New computer technology can accurately track the progress of stroke rehabilitation, boosting recovery for the patient.
New research indicates that a sensor-equipped computer programme can accurately identify and count arm movements in stroke rehabilitation patients. The researchers from NYU Grossman School of Medicine believe that the next step is to use the tool to define movement intensity to monitor the patient’s ability to move independently and care for themselves following a stroke.
“Our study demonstrates that a digital tool, which is being designed to serve the same function as a smartwatch, is highly accurate in tracking the intensity of patients’ movements during stroke rehabilitation therapy,” commented co-senior investigator Heidi Schambra, MD, an associate professor in the Department of Neurology and the Department of Rehabilitation Medicine at NYU Langone.
The study is in the journal PLOS Digital Health.
The computer tool is 77% effective at identifying arm motions
The researchers studied a computer tool called PrimSeq, developed at New York University, to understand how effective it can monitor limb mobility.
They found the tool to be 77% effective at identifying and counting the number of arm motions completed during stroke rehabilitation exercise sessions. Sensors are strapped to the arms and back to track movements in three dimensions. The developers noted that they plan further testing on more stroke patients to refine their computer model, cut down on the number of sensors needed, and then develop a smaller prototype device for the arm and upper body.
“Such an aid is desperately needed because counts made from video recordings or other wearable sensors do not offer standardised measures of precisely how much rehabilitation exercise each patient is receiving,” said Schambra. “Any improvements in exercise ‘dose’ received must be based on accurate, automated measures of the type and number of arm movements involved in a given exercise.”

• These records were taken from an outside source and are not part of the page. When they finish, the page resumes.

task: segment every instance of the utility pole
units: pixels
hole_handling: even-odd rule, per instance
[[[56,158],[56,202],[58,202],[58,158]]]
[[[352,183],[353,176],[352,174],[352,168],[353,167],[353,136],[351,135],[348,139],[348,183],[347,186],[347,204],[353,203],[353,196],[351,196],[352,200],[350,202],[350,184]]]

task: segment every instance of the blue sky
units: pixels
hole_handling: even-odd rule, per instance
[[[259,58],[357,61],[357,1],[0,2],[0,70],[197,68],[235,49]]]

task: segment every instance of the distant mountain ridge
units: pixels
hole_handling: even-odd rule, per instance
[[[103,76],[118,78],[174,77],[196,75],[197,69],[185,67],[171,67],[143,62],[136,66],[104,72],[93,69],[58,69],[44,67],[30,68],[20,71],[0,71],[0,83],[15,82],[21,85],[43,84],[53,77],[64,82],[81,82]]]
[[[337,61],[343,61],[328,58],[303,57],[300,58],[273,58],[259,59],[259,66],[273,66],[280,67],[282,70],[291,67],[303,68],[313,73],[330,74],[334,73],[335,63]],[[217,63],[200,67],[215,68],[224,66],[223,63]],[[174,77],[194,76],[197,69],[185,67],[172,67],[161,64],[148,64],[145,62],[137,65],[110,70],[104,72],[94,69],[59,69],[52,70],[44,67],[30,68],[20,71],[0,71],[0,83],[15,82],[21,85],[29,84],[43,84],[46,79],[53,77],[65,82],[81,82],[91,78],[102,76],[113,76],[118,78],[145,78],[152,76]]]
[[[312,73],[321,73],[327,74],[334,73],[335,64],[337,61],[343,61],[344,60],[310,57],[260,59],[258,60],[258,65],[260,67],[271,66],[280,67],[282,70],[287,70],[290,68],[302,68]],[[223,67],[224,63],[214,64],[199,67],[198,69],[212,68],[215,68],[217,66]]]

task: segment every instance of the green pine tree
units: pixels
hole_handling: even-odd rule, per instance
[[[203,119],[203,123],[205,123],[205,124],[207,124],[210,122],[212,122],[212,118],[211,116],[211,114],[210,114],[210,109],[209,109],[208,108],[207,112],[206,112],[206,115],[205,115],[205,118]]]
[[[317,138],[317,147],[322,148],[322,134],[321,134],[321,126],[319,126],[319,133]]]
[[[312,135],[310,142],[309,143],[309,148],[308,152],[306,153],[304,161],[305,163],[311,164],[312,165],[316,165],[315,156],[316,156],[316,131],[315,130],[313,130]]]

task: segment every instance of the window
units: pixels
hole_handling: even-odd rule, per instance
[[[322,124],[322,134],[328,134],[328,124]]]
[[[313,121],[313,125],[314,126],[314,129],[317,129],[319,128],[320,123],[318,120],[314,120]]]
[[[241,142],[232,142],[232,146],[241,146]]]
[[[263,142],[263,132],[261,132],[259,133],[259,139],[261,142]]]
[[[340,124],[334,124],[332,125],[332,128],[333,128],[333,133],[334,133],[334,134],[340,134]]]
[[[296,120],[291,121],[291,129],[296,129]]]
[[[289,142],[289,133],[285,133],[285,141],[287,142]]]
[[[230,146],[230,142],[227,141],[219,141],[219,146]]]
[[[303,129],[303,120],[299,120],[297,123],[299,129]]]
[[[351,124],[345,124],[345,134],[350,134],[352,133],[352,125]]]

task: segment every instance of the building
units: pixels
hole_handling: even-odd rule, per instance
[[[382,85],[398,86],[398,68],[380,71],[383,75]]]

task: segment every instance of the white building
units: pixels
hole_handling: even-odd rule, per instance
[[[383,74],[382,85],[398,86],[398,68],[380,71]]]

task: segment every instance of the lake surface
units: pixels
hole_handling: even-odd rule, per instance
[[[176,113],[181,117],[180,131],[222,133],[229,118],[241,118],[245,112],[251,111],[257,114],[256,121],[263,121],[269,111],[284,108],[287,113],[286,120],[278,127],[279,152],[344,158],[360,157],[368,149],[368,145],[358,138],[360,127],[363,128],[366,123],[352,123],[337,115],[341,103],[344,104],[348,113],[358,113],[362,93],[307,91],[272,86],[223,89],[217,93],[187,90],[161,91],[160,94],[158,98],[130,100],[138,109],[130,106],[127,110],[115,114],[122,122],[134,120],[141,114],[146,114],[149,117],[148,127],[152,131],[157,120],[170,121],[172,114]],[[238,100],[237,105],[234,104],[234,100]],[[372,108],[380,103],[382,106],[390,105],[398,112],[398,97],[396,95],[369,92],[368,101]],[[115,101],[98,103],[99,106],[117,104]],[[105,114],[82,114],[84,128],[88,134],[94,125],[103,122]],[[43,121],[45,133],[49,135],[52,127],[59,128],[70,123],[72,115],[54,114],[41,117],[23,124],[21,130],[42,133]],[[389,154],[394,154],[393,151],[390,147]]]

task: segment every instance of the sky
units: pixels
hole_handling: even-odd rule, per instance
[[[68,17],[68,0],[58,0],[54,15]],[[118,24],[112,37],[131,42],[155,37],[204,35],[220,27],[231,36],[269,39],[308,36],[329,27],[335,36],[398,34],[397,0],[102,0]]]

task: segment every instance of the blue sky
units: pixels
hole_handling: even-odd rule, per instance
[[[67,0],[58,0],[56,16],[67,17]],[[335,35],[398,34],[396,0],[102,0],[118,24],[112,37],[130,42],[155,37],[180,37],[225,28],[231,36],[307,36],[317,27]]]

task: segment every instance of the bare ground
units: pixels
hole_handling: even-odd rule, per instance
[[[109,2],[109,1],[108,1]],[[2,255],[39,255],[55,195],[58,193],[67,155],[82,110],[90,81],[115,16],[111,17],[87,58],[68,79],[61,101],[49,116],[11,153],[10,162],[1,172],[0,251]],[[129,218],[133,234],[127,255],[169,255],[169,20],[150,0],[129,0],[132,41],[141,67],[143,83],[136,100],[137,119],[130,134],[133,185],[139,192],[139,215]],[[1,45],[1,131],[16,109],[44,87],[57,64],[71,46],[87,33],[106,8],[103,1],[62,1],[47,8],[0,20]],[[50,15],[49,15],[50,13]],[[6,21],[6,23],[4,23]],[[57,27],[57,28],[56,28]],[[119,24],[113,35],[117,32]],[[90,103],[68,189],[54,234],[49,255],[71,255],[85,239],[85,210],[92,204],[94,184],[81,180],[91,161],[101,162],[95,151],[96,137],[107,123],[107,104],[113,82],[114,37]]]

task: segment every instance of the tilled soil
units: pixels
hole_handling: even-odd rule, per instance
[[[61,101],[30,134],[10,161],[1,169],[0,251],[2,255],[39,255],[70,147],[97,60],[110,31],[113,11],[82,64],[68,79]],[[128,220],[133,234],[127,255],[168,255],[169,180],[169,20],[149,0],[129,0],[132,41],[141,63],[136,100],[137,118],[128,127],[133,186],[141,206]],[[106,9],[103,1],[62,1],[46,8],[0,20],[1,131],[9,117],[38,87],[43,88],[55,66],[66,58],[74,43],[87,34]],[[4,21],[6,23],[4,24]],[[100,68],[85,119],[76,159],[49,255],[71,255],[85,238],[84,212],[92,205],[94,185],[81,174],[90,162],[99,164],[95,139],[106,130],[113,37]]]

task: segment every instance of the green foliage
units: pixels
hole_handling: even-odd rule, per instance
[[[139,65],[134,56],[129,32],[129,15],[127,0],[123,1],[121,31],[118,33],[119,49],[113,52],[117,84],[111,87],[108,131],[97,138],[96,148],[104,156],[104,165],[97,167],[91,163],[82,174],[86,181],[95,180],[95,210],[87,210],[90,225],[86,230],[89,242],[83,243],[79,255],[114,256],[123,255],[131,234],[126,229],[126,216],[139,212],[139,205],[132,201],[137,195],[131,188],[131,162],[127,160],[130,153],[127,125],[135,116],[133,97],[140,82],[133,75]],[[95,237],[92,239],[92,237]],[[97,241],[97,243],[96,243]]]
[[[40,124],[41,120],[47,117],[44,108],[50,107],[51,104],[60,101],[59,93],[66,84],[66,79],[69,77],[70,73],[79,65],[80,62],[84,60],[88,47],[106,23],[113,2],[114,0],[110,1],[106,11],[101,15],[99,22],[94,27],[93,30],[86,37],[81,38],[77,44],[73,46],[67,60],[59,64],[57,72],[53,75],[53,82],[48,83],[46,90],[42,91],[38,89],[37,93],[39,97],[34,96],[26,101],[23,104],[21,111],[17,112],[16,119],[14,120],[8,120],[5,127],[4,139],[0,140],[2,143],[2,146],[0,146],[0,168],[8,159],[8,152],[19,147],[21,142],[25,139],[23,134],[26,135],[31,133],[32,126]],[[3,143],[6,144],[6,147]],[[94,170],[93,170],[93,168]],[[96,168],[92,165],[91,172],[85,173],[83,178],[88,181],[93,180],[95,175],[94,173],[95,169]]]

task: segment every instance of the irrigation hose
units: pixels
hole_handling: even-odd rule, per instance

Prior studies have indicated that intense upper body exercises can aid stroke recovery in animals, but these findings were not replicated in human trials. The researchers note that this could be due to the lack of technology that tracks arm movements during stroke rehabilitation until PrimSeq.
Studying upper body movements during stroke rehabilitation
The researchers trialled PrimSeq with 41 adult stroke survivors and utilised the tool during the patients’ standard stroke rehabilitation exercise sessions. Exercises and arm movements involved patients feeding themselves with a fork and using a comb.
The team recorded over 51,616 upper body movements with nine sensors. The digital recordings of the movements were allocated into functional categories. They then used machine learning technology to detect patterns within the data and match the patterns to specific upper body movements. The resulting PrimSeq tool was then utilised by a separate group of eight stroke rehabilitation patients who also wore the device during various exercises.
The team tested to see if the tool could accurately identify 12,545 of their total recorded movements according to their functional group. The researchers discovered it was successful in accurately assessing the majority of movements made by patients, all of which had mild to moderate limb impairment following a stroke.
“PrimSeq has state-of-the-art performance in terms of identifying and counting functional movements in stroke patients, and we are gathering more data to continue increasing its accuracy,” said co-senior investigator Carlos Fernandez-Granda, PhD, an associate professor of mathematics and data science at New York University.
“As our research seeks to find optimal levels of training intensity needed for recovery, I would assert that our tool is very promising for clinical use since the alternative is not having accurate counts at all,” added Schambra. “If further experiments prove successful, we will of course be testing the system in clinical trials.”